Styled on a grand Viennese café and serving — among many other things — schnitzel and strudels, it would be easy to label Fischer’s an ‘Austrian restaurant’ and plonk it in that pile of places that serve lesser-seen cuisine types; places you might try once for the novelty before reverting to Italian, Spanish or Thai. That would be a mistake, though.
You can get a better feel of what to expect at Marylebone High Street’s newest opening by looking at its lineage rather than its muse. It’s the latest launch from serial restaurateurs Chris Corbin and Jeremy King, a pair who’ve done more for London’s restaurant scene over the years than most. Having launched The Ivy, J Sheekey and Le Caprice, all of which they’ve now sold, they currently run Brasserie Zédel at Piccadilly Circus, Colbert at Sloane Square, The Delaunay at Aldwych and The Wolseley near Green Park.
If you’ve eaten at one or more of these restaurants, the setting of Fischer’s will feel instantly familiar. Yes there are pictures of Austrian landscapes on the wall, Germanic looking portraits, and a stuffed boar’s head that would feel very out of place in the other venues, but the fundamentals remain. High ceilings, shiny tiled floors, shinier brass fixtures, large mirrors and plush light fittings give an overwhelming sense of glamour, while neatly-arranged and closely packed tables admirably ensure the space is filled with a convivial buzz. It’s less Austrian, more European.
The menu is where the restaurant’s Austrian identity comes out in force. Aforementioned schnitzels are accompanied by käsespätzle (macaroni-style pasta), würstchen (German-style sausages), goulash and herring in many guises, and probably just about any other Austrian foodstuff that you’ve heard of.
A beef broth starter is elegant in its thin consistency, yet bolshy in its rich, meaty — almost Marmite — flavour. Accompanying cheesy dumplings are just light enough to be considered refined. It’s a simple success, the memory of which lingers. A combination of black pudding and apple (or Himmel und Erde, rather) is similarly comforting in flavour, but more interesting in texture thanks to lightly cooked, caramelised, and raw grated apple that’s assembled around a circle of meltingly soft pudding.

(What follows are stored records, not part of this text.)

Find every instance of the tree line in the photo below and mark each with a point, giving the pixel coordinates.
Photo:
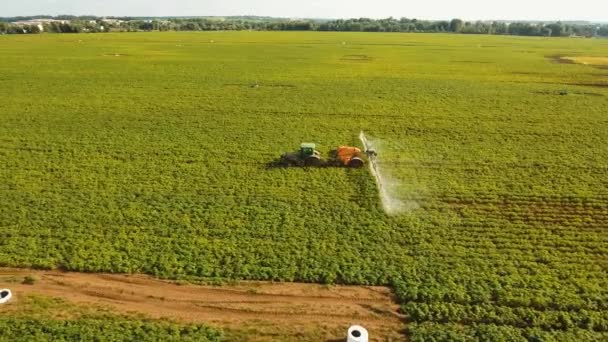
(71, 24)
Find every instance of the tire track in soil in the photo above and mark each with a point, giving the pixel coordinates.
(289, 307)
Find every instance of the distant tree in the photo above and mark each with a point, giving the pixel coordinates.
(456, 25)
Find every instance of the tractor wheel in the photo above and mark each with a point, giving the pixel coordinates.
(312, 161)
(355, 162)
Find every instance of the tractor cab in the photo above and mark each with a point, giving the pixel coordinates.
(307, 149)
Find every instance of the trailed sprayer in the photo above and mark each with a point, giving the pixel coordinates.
(342, 156)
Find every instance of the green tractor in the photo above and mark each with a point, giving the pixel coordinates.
(306, 156)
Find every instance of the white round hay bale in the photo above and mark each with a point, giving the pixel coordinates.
(5, 295)
(357, 333)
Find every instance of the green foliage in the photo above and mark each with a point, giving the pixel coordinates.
(148, 152)
(29, 280)
(101, 329)
(72, 24)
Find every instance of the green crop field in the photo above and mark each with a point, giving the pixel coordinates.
(150, 152)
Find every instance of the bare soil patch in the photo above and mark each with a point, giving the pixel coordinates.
(357, 58)
(598, 62)
(266, 311)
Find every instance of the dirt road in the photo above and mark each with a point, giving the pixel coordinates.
(255, 311)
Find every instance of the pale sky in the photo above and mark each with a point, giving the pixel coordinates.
(592, 10)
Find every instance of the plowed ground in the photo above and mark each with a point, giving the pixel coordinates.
(252, 311)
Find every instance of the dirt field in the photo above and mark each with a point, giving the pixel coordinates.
(261, 311)
(601, 61)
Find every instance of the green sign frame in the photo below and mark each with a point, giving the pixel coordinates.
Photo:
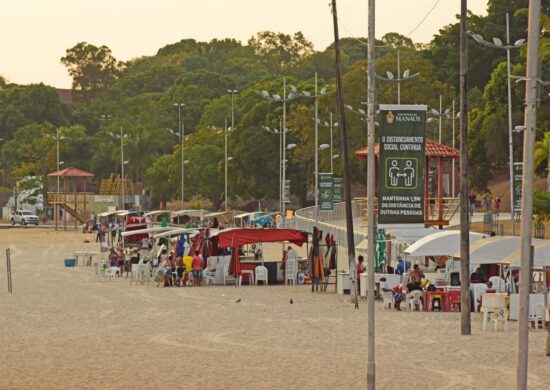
(401, 166)
(325, 191)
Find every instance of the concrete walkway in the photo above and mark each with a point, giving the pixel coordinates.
(359, 226)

We couldn’t resist but order a schnitzel for mains. You could opt for chicken, but a wiener schnitzel (veal) topped with anchovies, capers and a fried egg feels like the way to do things properly. It’s easier to describe what the resultant dish isn’t than what it is: the meat isn’t dry or overcooked, the breadcrumbed outer isn’t thick and stodgy, and there’s no greasiness whatsoever. Anyone who’s had similar schnitzel experiences to us will find this a very refreshing change indeed. The additional toppings and a spritz of lemon give a bit of much-needed verve to what is otherwise a fairly large, one-tone dish, but we guess that’s the nature of the beast.
Getting to pick your two sausages from a selection of six makes ordering the würstchen instantly more rewarding. The Emmental-filled käsekrainer is fun in its gooeyness and delicious for its hit of garlic, while a thüringer packs a punch of caraway that’s as forceful as its name sounds. Refreshingly tart sauerkraut is a perfect accompaniment, completing a dish that’s substantial and solid rather than standout, but entirely appropriate of its setting.
This is not a place where puddings are an afterthought, and in many ways they trump the mains. An apple bread & butter pudding trickles pleasingly with a punchy calvados custard, while a sweet cherry strudel (the more traditional apple version is also available) is not so over-sugared to lose all the fruit’s pleasant sourness, instead getting a sweet crown in the form of a lightly brûléed crust. We’re not sure how to say that in German.
You’ll eat very well at Fischer’s, without a hiccup in sight even in the restaurant’s early days. And with plenty of mains for not too much over a tenner, it’s certainly reasonable. But the food isn’t the best bit. And nor is the all-European wine list that majors on interesting and affordable bottles from Austria, Germany and their neighbours.
At a time when shabby-chic and scruffy pop-ups are in vogue, restaurant staff are cool rather than courteous, and the merest touch of formality can be seen as the nemesis of on-trend, Corbin and King must be commended for sticking by their guns and creating somewhere that is brilliantly buzzy yet unashamedly classic. At Fischer’s, the service is slick, the waiters are smart and the customer is made to feel special. Throw in some food and drink, and what more could you want?
Hell, there are even white tablecloths. Take that for maverick.
Fischer’s is at 50 Marylebone High Street, London, W1U 5HN
Disclaimer: We review anonymously and pay for all our meals/drinks.